Thanks to hydraulic fracturing, which has opened previously untapped sources of oil and natural gas, the United States continues to produce more petroleum products than the current system of pipelines, railroads and refineries can handle.
That glut has led to some of the highest demand for inland barges on record, with tank barge utilization rates topping 90 percent this year after falling to approximately 50 percent during the financial crisis in 2009, according to Houston-based consultancy RBN Energy.
Overall, analysts expect the company to increase its earnings per share by 13.6 percent over the next year, compared with a median of 0.9 percent among other marine services companies like Seaspan Corp and Diana Shipping Inc, according to Thomson Reuters data.
Analysts have an average target price for the company of $92.36, a nearly 10 percent gain over its current trading price of about $84 per share. The company's shares trade at 18.6 times its estimated earnings compared with an historic average of approximately 15 times earnings.
While Kirby's fleet of nearly 900 inland tank barges accounts for about 70 percent of its shipping revenue, the company is notching its largest gains in coastal traffic. Overall, the usage rate of Kirby's 81 coastal barges remained above 90 percent during the second quarter of 2013, compared with a 75 percent utilization rate in the same quarter of 2012, said Douglas Mavrinac, an analyst at Jefferies.
The Port of Corpus Christi, Texas for instance, brings in approximately 500,000 more barrels of oil per day from the nearby Eagle Ford Shale fields than it can refine into products like gasoline and jet fuel, Kevin Sterling, an analyst at BB&T, estimated. The excess oil is sent to a refinery some 550 miles away in St. James, Louisiana on Kirby barges, he said.
"The pipeline and railroad infrastructure simply doesn't exist to handle this, and that gives Kirby significant pricing power," he said.
Those gains contributed to the company's decision to raise its 2013 guidance to $4.15 to $4.35, up from $4.10 to $4.30, when it announced quarterly earnings on July 24. And thanks to a nearly century-old U.S. law known as the Jones Act, which requires ships moving between U.S. ports to be made, owned and crewed by Americans, Kirby's business is largely protected from foreign competitors.
Yet Kirby's efforts to expand its coastal fleet, which has been largely fueled by acquisitions over the last few years, may be hamstrung by rising costs.
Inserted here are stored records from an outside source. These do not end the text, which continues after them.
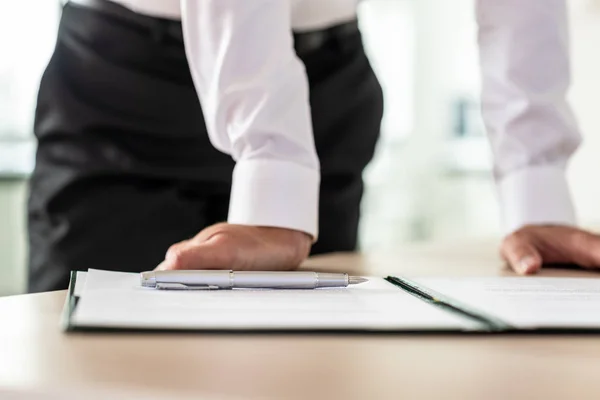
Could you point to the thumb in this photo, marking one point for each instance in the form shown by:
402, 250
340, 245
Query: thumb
211, 254
521, 255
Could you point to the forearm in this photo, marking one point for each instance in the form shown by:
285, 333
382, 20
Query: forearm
254, 95
524, 54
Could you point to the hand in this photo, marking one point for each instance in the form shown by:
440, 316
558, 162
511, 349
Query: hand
239, 247
530, 247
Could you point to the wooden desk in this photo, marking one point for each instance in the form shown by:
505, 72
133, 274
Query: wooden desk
34, 352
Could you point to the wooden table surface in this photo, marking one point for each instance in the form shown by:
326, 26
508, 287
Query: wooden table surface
34, 353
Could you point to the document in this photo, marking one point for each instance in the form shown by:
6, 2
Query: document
527, 302
116, 300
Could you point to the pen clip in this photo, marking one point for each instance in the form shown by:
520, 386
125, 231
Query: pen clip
182, 286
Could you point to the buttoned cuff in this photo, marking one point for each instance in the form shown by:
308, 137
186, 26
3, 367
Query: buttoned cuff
535, 196
277, 194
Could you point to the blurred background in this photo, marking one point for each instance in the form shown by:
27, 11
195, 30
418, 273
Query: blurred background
431, 178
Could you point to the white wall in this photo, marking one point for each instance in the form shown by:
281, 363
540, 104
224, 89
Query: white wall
585, 98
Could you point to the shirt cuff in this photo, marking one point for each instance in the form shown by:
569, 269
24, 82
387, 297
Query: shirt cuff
535, 196
277, 194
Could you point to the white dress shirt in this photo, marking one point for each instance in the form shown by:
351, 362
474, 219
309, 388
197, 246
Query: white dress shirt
254, 94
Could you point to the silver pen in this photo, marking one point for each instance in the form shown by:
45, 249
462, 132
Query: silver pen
220, 279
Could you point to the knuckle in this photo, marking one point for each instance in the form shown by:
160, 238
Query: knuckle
177, 257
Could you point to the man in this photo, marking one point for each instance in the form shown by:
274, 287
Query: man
124, 168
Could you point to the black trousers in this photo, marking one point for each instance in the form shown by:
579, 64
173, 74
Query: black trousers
124, 167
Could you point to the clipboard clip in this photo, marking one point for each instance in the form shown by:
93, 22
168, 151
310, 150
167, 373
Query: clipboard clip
182, 286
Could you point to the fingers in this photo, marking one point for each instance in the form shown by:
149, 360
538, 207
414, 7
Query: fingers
190, 254
521, 255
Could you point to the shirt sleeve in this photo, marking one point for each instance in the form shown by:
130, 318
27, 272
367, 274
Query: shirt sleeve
524, 56
254, 95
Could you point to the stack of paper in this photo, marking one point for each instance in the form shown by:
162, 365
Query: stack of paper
102, 300
116, 300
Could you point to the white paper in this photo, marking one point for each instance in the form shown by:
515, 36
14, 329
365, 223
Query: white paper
79, 283
528, 302
113, 299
Hornbeck Offshore Services, for instance, sold its barge business in late July for a sum which valued each vessel at $260 a barrel, well above Kirby's track record of acquiring vessels for between $150 and $180 a barrel, according to Michael Webber, an analyst at Wells Fargo who covers the company.
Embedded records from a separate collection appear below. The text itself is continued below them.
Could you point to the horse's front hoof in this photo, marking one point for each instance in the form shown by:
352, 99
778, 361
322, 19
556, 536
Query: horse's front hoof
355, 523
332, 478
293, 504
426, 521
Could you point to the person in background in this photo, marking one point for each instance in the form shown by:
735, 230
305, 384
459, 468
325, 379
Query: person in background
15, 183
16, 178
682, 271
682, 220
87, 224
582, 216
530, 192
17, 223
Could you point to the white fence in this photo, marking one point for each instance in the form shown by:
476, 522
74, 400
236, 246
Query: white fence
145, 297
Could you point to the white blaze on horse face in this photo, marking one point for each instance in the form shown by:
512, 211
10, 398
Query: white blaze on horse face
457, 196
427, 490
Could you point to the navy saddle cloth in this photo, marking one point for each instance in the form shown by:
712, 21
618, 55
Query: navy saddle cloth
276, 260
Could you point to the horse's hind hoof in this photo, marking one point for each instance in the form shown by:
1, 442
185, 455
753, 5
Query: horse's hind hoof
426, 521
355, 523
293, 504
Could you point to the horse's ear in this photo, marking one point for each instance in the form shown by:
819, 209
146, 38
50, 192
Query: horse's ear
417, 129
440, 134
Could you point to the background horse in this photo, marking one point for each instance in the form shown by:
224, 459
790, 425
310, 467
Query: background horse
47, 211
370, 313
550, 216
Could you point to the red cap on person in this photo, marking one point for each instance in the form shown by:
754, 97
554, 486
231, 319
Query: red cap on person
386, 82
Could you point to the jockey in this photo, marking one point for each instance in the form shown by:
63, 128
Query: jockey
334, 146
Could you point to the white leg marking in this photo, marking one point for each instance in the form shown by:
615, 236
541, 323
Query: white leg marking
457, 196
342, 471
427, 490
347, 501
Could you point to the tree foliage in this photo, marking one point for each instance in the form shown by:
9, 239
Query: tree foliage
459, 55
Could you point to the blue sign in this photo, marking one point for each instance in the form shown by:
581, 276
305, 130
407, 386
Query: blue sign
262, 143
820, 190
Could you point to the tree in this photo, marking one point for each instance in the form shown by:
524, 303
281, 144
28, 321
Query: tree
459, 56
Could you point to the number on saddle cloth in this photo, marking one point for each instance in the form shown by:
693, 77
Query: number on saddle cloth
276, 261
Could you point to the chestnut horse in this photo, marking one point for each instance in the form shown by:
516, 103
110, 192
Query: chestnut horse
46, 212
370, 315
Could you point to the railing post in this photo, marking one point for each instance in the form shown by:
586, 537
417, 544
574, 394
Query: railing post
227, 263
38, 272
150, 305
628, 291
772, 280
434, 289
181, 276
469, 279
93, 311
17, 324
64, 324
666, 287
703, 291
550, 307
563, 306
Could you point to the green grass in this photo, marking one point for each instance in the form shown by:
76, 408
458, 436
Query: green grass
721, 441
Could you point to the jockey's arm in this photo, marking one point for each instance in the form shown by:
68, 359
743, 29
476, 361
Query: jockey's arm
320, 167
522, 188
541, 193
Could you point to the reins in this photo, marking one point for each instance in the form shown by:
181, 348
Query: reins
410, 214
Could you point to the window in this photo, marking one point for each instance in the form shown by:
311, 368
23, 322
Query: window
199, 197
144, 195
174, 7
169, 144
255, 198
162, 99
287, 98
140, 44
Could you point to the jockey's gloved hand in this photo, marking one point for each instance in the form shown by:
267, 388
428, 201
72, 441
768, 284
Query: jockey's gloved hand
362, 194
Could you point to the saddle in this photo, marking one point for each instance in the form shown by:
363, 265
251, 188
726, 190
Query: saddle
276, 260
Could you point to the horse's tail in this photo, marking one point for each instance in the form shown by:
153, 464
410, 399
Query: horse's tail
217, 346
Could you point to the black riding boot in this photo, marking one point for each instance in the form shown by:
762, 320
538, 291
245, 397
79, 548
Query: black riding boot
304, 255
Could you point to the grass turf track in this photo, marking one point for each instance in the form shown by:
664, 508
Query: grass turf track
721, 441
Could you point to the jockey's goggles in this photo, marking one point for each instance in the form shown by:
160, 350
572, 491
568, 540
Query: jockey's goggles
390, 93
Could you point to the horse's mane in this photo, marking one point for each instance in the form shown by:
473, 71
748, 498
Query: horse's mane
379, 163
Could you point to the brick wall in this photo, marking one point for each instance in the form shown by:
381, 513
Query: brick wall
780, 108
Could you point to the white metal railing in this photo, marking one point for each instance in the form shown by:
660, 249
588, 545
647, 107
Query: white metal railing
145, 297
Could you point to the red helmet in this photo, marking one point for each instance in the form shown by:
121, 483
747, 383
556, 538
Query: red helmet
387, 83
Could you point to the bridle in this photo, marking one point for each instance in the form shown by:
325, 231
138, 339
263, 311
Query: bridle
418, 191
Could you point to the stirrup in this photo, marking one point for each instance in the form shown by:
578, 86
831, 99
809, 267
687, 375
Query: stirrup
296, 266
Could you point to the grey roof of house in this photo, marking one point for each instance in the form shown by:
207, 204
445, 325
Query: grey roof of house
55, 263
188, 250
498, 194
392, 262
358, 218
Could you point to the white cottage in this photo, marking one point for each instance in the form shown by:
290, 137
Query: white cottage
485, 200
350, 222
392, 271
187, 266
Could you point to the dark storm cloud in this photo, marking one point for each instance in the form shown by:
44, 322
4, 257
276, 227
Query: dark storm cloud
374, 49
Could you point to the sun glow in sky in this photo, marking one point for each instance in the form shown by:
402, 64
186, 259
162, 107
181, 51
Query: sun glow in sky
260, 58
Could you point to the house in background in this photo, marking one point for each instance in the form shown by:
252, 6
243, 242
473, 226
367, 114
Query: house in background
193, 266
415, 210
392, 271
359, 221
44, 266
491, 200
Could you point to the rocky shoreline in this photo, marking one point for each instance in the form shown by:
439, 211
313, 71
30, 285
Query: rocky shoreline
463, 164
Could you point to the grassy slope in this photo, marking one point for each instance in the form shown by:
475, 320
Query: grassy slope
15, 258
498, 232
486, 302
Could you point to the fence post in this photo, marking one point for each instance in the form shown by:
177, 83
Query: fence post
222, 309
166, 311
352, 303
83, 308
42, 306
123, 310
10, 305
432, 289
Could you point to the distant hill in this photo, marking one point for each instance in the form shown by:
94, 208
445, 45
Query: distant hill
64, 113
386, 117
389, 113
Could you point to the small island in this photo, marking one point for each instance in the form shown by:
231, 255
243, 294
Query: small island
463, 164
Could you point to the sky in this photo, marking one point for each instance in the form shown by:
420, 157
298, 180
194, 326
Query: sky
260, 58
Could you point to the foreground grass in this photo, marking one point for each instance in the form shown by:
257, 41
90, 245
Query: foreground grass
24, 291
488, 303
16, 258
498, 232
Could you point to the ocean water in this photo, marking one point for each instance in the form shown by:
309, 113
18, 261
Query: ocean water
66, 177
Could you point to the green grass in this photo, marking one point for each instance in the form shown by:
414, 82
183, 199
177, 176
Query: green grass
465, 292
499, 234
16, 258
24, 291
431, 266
"With valuations moving higher sector-wide, we think opportunities to deploy capital at attractive levels are fewer and farther between, meaning Kirby's growth should start to slow," Webber wrote in a note to clients.
Its diesel engine business, meanwhile, remains well below its previous levels, a fallout from low natural gas prices slicing demand for pressure pumping units used in drilling. The company said on its recent earnings call that it believes the market has "bottomed," yet a lasting improvement "still seems multiple quarters away," Webber added.
"The only cheaper way to move something by rail is to move it by barge, and Kirby's size makes it a stand out in the industry," said Eric Marshall, a portfolio manager of the $672 million Hodges Small Cap fund. Pipelines, another low-cost option, do not exist in many of Kirby's markets, he added.
Marshall has owned the stock since late 2008, when shares dipped into the low $20s, and has held it since, giving him an approximately 280 percent return.
New investors may want to be cautious, said Baudendistel, the Stifel analyst, who rates Kirby a hold.
"This company has a lot going for it, but there's a big premium implied in the share price," he said. "That said this is one of the highest-quality companies we cover."